Elle écarte les jambes. Elle entend ses gémissements au loin. La porte se ferme et ouvre au silence des arbres qui autour chuchotent les étoiles. Elle s’essuie prend son carnet ses comptes précis détaillés corps décrits une colonne pour les prénoms. Son corps se détend jusque demain elle arrange autour d’elle autrement les objets son lieu intime tient à cette boule à neige déplacée une maison fenêtre huisseries bleues à cette lampe allumée uniquement lorsqu’elle est accompagnée de sa solitude pied en bronze ouvragé courbures son corps sa lumière intérieure.
Personne ne sait aussi bien qu’elle lire les mots des corps qui passent s’arrêtent là se vident là. Elle tient son chariot eaux savonneuses produits d’entretiens alignés selon son ordre balais serpillère accrochés sur le côté lavettes-éponges à chaque couleur sa fonction elle sait que personne ne la voit parfois un sourire rare peu importe elle sait qui laissera les lieux propres qui s’amusera de la savoir passer derrière qui croit que salir c’est dominer elle sait pourtant qu’à chaque visage croisé son savoir du monde grandit elle les lit.
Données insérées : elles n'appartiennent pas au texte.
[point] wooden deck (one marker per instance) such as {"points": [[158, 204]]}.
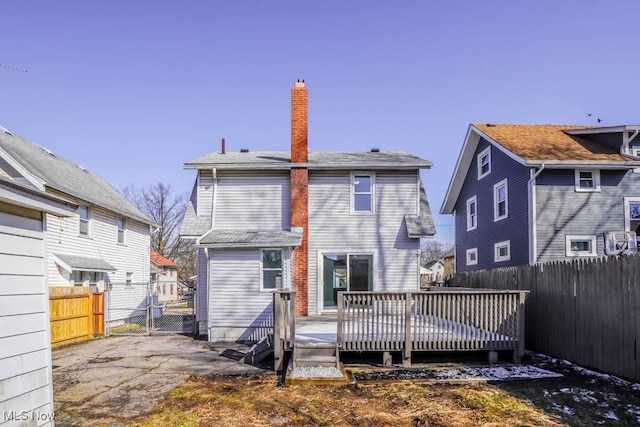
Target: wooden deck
{"points": [[442, 319]]}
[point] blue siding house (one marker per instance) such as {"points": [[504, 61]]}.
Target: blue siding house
{"points": [[523, 194]]}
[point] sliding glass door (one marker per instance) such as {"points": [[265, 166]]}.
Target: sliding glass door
{"points": [[345, 272]]}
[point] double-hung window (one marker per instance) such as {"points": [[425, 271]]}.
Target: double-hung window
{"points": [[472, 256], [84, 214], [484, 163], [121, 223], [500, 201], [472, 213], [581, 245], [271, 266], [587, 180], [362, 193], [502, 251]]}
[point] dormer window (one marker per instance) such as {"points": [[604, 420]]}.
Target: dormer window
{"points": [[587, 180], [484, 163]]}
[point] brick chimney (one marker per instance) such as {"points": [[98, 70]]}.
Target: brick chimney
{"points": [[300, 194]]}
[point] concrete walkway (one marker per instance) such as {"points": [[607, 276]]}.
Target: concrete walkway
{"points": [[107, 381]]}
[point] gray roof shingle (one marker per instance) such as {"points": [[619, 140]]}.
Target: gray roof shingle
{"points": [[317, 160], [66, 176], [251, 239]]}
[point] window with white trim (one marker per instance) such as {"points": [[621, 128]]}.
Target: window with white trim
{"points": [[472, 213], [500, 201], [472, 256], [84, 214], [502, 251], [271, 269], [484, 163], [362, 193], [587, 180], [581, 245], [121, 223]]}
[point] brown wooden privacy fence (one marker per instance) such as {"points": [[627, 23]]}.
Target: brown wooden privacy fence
{"points": [[284, 325], [75, 314], [585, 311], [437, 320]]}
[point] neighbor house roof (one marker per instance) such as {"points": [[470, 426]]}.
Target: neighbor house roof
{"points": [[250, 239], [161, 261], [80, 263], [317, 160], [551, 146], [50, 170]]}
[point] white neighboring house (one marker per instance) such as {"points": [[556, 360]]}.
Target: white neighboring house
{"points": [[164, 276], [26, 390], [107, 240], [316, 222]]}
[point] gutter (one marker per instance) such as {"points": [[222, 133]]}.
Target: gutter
{"points": [[533, 241]]}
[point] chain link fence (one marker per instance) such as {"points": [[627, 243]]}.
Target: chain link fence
{"points": [[134, 309]]}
A plat lignes dessinées qu’elle plie dans un geste cadencé quatre-vingt-dix en trente minutes son record devenu objectif imposé par la ligne les cartons expulsés du ventre de la machine en amont en aval des caisses se remplissent non d’autres comme elle les remplissent rien ne se fait tout est fait par des corps comme elle des corps droits et debout les postures préventives rabâchées il ne faudra pas vous plaindre si un jour et ses gestes assurés elle chorégraphe elle voudrait danser mais elle plie elle ploie et tient.
Trois très forts portraits de femmes.
Merci !
Cette proposition #17 est foisonnante! Une sacrée galerie d’héroïnes va en sortir, j’adore. Merci encore pour ta lecture 🙂
Oui, elles sortent de l’anonymat sans concession, juste pour mieux DIRE, leurs conditions de vie sans pathos, uniquement des faits et des renoncements invisibles à une certaine sérénité.